The thing about conservationists is that although many of us begin with the best intentions, we align ourselves with groups competing for the same limited resources. Overlap of of issues leads to inefficient investment of time and energy as repetitive efforts concurrently strive to accomplish similar goals. Last year, I would often take meetings from my Senate office with different lobbyists sharing the same principle mission who were clearly not communicating with one other. The result was conflicting messages confusing to Congressional staffers. And there's no question that scientists lose credibility when the preceding meeting's expert came with an entirely different priority or perspective. I guess that's a big part of the trouble with conservationists. Communication breaks down quickly so we become disjointed with far too many opinions of the best approach. We undermine our efforts by pointing fingers at each other when we should instead be presenting a unified voice and message. I think it's time we try organize based on allegiance to a cause rather than an institution. I expect we'll accomplish far more when we're collectively on the same page. And this weekend's a promising start...

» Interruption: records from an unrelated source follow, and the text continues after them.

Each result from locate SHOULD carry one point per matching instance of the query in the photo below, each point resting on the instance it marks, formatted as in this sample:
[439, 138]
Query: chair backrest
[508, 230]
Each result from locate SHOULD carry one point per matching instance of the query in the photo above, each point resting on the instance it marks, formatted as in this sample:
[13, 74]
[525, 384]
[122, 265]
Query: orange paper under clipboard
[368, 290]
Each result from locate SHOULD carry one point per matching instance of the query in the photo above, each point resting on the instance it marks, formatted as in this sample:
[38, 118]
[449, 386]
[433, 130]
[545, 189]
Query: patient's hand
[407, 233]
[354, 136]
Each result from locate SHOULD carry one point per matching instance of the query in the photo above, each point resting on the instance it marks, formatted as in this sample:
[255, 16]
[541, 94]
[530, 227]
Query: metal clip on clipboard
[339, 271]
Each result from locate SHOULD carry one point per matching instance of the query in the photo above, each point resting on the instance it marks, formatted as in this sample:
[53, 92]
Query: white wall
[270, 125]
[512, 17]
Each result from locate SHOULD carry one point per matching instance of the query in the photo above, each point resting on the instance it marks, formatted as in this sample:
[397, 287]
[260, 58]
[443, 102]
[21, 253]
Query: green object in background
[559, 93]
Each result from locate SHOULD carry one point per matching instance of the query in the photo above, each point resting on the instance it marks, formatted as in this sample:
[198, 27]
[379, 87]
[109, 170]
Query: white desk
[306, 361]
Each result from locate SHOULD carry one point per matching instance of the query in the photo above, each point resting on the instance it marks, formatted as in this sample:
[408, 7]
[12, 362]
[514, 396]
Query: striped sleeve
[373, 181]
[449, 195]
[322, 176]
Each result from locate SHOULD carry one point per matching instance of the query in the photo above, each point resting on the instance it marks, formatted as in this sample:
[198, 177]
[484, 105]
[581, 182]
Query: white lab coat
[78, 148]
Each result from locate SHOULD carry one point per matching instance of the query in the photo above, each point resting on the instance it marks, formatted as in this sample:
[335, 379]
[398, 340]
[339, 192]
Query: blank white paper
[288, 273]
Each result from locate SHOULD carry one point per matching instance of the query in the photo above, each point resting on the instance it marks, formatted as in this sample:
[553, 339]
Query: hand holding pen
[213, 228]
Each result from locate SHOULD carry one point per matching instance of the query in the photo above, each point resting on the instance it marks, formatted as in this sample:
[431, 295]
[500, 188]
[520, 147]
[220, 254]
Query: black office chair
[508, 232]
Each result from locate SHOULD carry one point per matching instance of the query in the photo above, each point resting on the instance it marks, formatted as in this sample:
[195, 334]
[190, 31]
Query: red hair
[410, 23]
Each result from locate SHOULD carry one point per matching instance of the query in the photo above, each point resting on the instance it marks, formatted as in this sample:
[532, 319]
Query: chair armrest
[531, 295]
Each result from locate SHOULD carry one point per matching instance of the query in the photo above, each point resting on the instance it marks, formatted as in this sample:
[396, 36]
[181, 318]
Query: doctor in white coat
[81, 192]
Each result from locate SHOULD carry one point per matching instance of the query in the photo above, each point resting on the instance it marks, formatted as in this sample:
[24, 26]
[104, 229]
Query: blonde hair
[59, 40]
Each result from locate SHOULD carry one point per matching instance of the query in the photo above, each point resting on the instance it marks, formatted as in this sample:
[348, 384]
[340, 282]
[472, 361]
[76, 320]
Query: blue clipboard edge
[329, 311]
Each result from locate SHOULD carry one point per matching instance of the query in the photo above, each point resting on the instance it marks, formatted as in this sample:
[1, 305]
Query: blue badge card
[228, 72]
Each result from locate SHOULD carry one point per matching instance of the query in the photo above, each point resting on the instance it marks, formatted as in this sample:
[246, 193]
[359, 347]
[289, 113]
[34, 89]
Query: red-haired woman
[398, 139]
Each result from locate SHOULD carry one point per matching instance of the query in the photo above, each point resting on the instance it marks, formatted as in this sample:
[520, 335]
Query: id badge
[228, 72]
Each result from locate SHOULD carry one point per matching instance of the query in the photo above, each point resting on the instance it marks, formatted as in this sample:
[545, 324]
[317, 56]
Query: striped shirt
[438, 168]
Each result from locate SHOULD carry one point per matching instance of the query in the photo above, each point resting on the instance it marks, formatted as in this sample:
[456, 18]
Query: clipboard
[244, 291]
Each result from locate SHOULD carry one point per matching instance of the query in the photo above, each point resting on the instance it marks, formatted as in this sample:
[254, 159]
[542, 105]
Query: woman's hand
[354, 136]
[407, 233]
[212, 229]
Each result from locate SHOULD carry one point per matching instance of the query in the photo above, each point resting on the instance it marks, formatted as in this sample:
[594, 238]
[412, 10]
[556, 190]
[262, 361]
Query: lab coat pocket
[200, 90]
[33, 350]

I'm off to California for a gathering of some of the brightest marine scientists I've had the pleasure of working with. The 2006 Legislative Knauss Sea Grant Fellows are converging at Sea Ranch to reconnect seven months after leaving our offices on Capitol Hill. The eight of us have dispersed across the country to federal and state agencies, NGO and university groups, and Senate and House committees so the coming days will provide the chance to catch up and share ideas over hiking and diving for abalone. We'll be able to think about where practical opportunities exist now in marine conservation and more importantly learn who is doing what and where we overlap and may potentially collaborate. You see, honest and open communication is a very simple and reliable approach when there is mutual trust and respect. If only more in government and beyond recognize its utility, just imagine what might be possible... I'm about to board my plane to that other coast, so leave you now with a literary tribute to conservationists everywhere after the jump:
One conservationist Two conservationist Red conservationist Blue conservationist This one has a little star. This one has a hybrid car. Say! What a lot of conservationists there are. Yes. Some are red. And some are blue. Some are old. And some are new.
Some are sad. And some are glad. And some are very, very mad. From there to here, from here to there, conservationists are everywhere. Where do we come from? I can't say. But you bet we'll come a long, long way... and with that, I'm off to Sea Ranch today.